Yes, you can - it has a separate API with its own separate permissions. There's no need to use the full SSM to take advantage of Parameter Store.

Just revised a set of developer policies today. Most systems/users will only need a couple of permissions to leverage parameter store. And if you take the time to dig into the IAM permissions, it's quite impressive how granular you can get.

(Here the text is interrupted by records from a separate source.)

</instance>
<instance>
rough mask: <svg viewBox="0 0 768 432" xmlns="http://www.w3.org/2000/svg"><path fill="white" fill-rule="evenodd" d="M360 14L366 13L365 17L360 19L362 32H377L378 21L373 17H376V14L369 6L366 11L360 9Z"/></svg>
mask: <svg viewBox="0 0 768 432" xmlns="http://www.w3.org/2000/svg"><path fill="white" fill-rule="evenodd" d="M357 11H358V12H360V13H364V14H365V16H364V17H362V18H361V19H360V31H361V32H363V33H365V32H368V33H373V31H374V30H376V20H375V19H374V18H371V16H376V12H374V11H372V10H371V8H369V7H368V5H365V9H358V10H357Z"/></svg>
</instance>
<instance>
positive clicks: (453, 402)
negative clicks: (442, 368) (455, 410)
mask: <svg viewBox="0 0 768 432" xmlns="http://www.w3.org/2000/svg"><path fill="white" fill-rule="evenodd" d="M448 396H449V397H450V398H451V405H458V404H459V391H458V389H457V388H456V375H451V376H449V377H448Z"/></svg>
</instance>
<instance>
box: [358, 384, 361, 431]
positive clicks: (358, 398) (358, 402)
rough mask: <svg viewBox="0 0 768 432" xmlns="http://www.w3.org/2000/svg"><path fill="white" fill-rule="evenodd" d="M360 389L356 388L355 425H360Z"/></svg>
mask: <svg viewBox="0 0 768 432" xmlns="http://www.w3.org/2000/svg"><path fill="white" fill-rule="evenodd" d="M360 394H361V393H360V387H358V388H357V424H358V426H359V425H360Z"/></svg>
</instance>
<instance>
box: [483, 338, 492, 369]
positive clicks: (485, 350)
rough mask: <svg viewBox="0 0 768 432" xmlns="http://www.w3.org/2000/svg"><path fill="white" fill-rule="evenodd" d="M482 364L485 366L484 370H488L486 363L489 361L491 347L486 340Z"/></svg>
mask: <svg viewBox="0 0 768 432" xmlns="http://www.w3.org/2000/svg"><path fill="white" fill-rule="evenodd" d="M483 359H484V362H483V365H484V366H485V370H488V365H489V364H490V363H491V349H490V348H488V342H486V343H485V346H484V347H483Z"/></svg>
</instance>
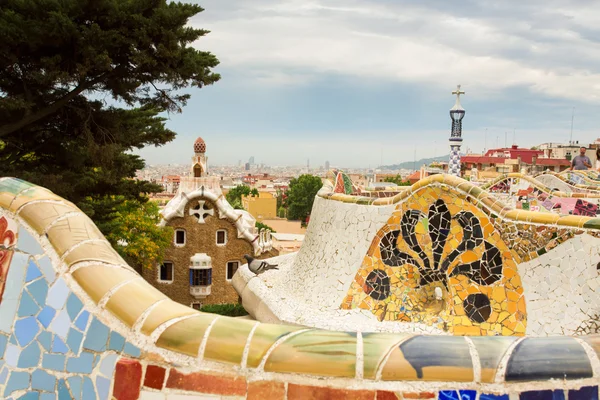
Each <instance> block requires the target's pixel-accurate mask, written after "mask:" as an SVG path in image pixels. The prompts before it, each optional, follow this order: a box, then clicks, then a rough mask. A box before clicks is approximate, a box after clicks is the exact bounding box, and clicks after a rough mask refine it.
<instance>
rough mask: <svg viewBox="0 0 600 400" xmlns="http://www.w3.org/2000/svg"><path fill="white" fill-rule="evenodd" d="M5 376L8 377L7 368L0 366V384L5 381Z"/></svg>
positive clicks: (7, 368)
mask: <svg viewBox="0 0 600 400" xmlns="http://www.w3.org/2000/svg"><path fill="white" fill-rule="evenodd" d="M6 378H8V368H0V385H4V384H5V383H6Z"/></svg>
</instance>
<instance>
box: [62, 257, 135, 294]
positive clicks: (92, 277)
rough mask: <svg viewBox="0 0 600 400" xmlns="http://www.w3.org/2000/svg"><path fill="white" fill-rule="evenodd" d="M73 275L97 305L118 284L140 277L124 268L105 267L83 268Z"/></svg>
mask: <svg viewBox="0 0 600 400" xmlns="http://www.w3.org/2000/svg"><path fill="white" fill-rule="evenodd" d="M71 275H72V276H73V278H74V279H75V281H77V283H78V284H79V286H81V288H82V289H83V290H84V291H85V292H86V293H87V294H88V296H90V298H91V299H92V300H93V301H94V302H95V303H98V302H99V301H100V299H101V298H102V297H103V296H104V295H105V294H106V293H107V292H108V291H110V290H111V289H112V288H114V287H115V286H117V285H118V284H120V283H122V282H126V281H130V280H132V279H137V278H139V277H140V276H139V275H138V274H136V273H135V272H132V271H129V270H127V269H124V268H111V267H107V266H103V265H91V266H87V267H82V268H79V269H77V270H76V271H73V272H72V274H71Z"/></svg>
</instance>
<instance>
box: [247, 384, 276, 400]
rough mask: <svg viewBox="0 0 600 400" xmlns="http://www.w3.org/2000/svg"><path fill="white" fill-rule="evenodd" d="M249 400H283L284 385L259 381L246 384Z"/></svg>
mask: <svg viewBox="0 0 600 400" xmlns="http://www.w3.org/2000/svg"><path fill="white" fill-rule="evenodd" d="M247 398H248V399H250V400H264V399H269V400H280V399H281V400H285V384H283V383H282V382H273V381H259V382H250V383H248V397H247Z"/></svg>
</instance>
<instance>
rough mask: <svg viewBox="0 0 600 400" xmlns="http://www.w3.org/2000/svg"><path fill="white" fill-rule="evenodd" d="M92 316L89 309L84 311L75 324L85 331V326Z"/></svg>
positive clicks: (76, 325)
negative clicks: (88, 311)
mask: <svg viewBox="0 0 600 400" xmlns="http://www.w3.org/2000/svg"><path fill="white" fill-rule="evenodd" d="M89 318H90V313H89V312H87V311H85V310H84V311H83V312H82V313H81V315H80V316H79V318H77V321H75V326H76V327H77V329H79V330H80V331H82V332H83V331H85V327H86V326H87V322H88V319H89Z"/></svg>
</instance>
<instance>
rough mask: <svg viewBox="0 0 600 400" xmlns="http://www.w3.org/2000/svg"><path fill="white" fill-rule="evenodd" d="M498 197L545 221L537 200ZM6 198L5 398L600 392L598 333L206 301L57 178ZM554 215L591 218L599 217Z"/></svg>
mask: <svg viewBox="0 0 600 400" xmlns="http://www.w3.org/2000/svg"><path fill="white" fill-rule="evenodd" d="M437 179H440V178H439V177H438V178H435V177H433V179H430V180H429V181H428V182H424V183H422V186H424V185H427V184H429V183H431V182H432V181H435V180H437ZM440 182H446V183H448V184H458V185H457V186H460V187H461V188H462V189H463V190H467V192H468V193H471V194H472V195H473V196H479V197H478V199H479V200H480V201H481V202H484V203H485V204H488V205H489V206H490V207H492V208H493V207H495V206H496V202H494V201H493V199H492V198H490V197H488V196H486V195H485V194H484V193H483V192H482V191H480V189H478V188H475V187H472V186H471V185H464V183H463V182H462V181H457V180H455V178H452V177H441V180H440ZM341 200H346V198H343V199H341ZM494 209H495V210H497V212H498V213H503V212H504V214H505V215H507V216H509V217H510V216H513V217H514V218H516V219H520V218H523V219H524V220H527V221H532V220H535V221H538V222H540V223H542V222H544V221H546V220H544V219H539V216H537V215H534V214H535V213H526V212H525V213H519V214H516V215H513V214H511V212H512V211H510V210H508V211H504V210H503V208H502V207H501V206H497V207H496V208H494ZM0 211H1V214H2V215H1V216H0V234H1V235H2V239H3V246H2V249H1V251H0V265H1V267H2V268H1V269H0V271H2V275H0V277H2V278H3V279H2V280H1V281H0V282H2V284H3V285H2V288H3V291H4V293H3V297H2V299H1V302H0V395H1V396H3V397H4V398H7V399H13V398H14V399H16V398H24V399H29V398H43V399H45V398H48V399H49V398H56V396H57V395H58V398H60V399H62V398H77V399H79V398H83V399H87V398H99V399H108V398H110V396H111V395H112V396H114V398H116V399H136V398H152V399H154V398H161V399H170V398H173V399H175V398H177V399H179V398H182V397H181V395H187V396H188V397H185V398H194V397H197V398H204V397H202V396H204V395H205V394H216V395H221V396H241V397H248V398H269V399H310V398H361V399H362V398H365V399H375V398H377V399H382V398H384V399H385V398H390V399H392V398H405V399H407V398H408V399H432V398H439V399H472V400H475V399H476V398H478V399H480V400H486V399H504V400H507V399H508V394H516V393H521V399H533V398H536V399H537V398H546V397H539V396H547V395H548V394H550V395H553V393H556V395H557V396H558V393H559V392H560V393H562V396H563V397H560V398H566V397H565V394H566V395H568V396H569V397H568V398H569V399H592V398H596V397H593V396H597V395H598V374H599V373H600V361H599V359H598V352H600V336H597V335H591V336H584V337H581V338H572V337H552V338H533V337H532V338H517V337H454V336H422V335H411V334H379V333H360V332H358V333H357V332H336V331H325V330H319V329H310V328H304V327H300V326H285V325H271V324H263V323H260V322H256V321H250V320H240V319H234V318H229V317H220V316H217V315H213V314H205V313H201V312H198V311H195V310H192V309H190V308H187V307H184V306H181V305H179V304H177V303H175V302H173V301H171V300H169V299H168V298H166V297H165V296H164V295H162V294H161V293H160V292H158V291H157V290H156V289H154V288H153V287H152V286H150V285H149V284H148V283H146V282H145V281H144V280H143V279H142V278H141V277H140V276H139V275H137V274H136V273H135V272H134V271H133V270H132V269H131V268H130V267H129V266H128V265H127V264H126V263H125V262H124V261H123V259H122V258H121V257H120V256H119V255H118V254H117V253H116V252H115V251H114V250H113V249H112V248H111V246H110V244H109V243H108V242H107V241H106V239H104V237H103V236H102V235H101V234H100V232H99V231H98V229H97V228H96V227H95V226H94V224H93V223H92V222H91V221H90V219H89V218H88V217H87V216H85V215H84V214H83V213H82V212H81V211H80V210H78V209H77V208H76V207H75V206H74V205H73V204H71V203H69V202H67V201H65V200H64V199H62V198H60V197H58V196H56V195H54V194H53V193H51V192H50V191H48V190H46V189H43V188H41V187H38V186H34V185H31V184H29V183H27V182H24V181H21V180H17V179H12V178H4V179H1V180H0ZM552 217H553V218H555V216H552ZM553 221H554V222H555V223H557V224H562V225H569V226H577V227H581V228H584V229H591V228H592V227H597V226H598V224H599V223H600V221H598V220H596V219H589V218H571V217H560V218H559V219H556V220H554V219H553ZM159 392H160V393H159ZM459 396H460V397H459ZM535 396H537V397H535Z"/></svg>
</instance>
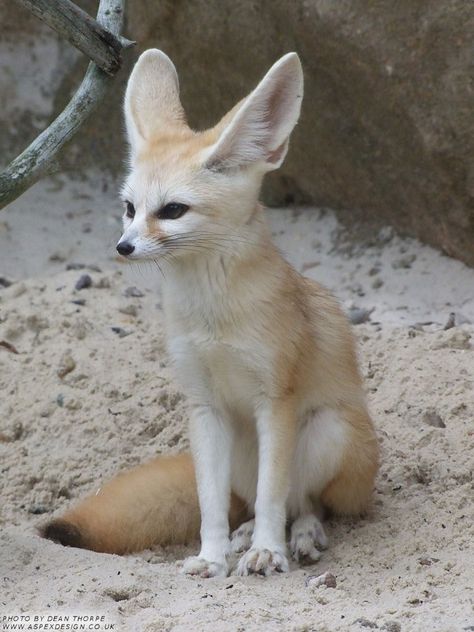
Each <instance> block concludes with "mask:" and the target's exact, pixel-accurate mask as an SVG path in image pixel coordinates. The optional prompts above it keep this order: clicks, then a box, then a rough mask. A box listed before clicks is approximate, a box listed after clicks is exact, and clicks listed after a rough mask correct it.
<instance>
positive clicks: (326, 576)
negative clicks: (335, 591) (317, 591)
mask: <svg viewBox="0 0 474 632" xmlns="http://www.w3.org/2000/svg"><path fill="white" fill-rule="evenodd" d="M305 585H306V586H310V587H313V588H317V587H318V586H327V588H336V586H337V582H336V577H335V576H334V575H333V574H332V573H329V572H327V573H323V574H322V575H310V576H309V577H307V578H306V582H305Z"/></svg>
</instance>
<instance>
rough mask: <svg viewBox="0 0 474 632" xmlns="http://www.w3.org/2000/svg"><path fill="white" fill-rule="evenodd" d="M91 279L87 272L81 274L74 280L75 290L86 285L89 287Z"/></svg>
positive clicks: (88, 274) (86, 285) (90, 283)
mask: <svg viewBox="0 0 474 632" xmlns="http://www.w3.org/2000/svg"><path fill="white" fill-rule="evenodd" d="M91 285H92V279H91V277H90V275H89V274H83V275H82V276H80V277H79V279H78V280H77V281H76V285H75V286H74V287H75V289H76V290H84V289H86V288H88V287H91Z"/></svg>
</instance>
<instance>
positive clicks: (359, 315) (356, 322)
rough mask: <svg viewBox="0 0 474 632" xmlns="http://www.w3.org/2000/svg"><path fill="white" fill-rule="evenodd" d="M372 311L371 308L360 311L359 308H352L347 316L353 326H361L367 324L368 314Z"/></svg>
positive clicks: (352, 307) (355, 307) (368, 316)
mask: <svg viewBox="0 0 474 632" xmlns="http://www.w3.org/2000/svg"><path fill="white" fill-rule="evenodd" d="M373 311H374V310H373V308H372V309H362V308H359V307H352V308H351V309H349V310H348V311H347V315H348V317H349V320H350V321H351V323H352V324H353V325H361V324H362V323H367V322H368V321H369V320H370V314H371V313H372V312H373Z"/></svg>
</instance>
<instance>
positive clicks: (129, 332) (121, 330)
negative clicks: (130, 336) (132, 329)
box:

The policy I built today, for example, granted SSM:GetParameter* for parameters in the '/dev' or '/staging' path hierarchy. You won't find this fully documented at the moment, but you can separately manage encryption/decryption of secrets using conditions and kms:EncryptionContext, e.g.,

"Condition": { "StringLike: { "kms:EncryptionContext:PARAMETER_ARN": "arn:aws:ssm:<region>:<acct#>:parameter/dev*" } }

One point I will note in relation to other secret management schemes is that Parameter Store seems to use CMKs directly to encrypt parameters rather than relying on data keys and envelope encryption.

Yes using AllowReadingSSMParameters and eventually the KMS key to encrypt/decrypt the parameter

Some of Amazon's IAM examples are very permissive. Perhaps it's because of the need for brevity but a link to additional examples that are more comprehensive and secure would be great.

Works for me with instances having AmazonSSMReadOnlyAccess.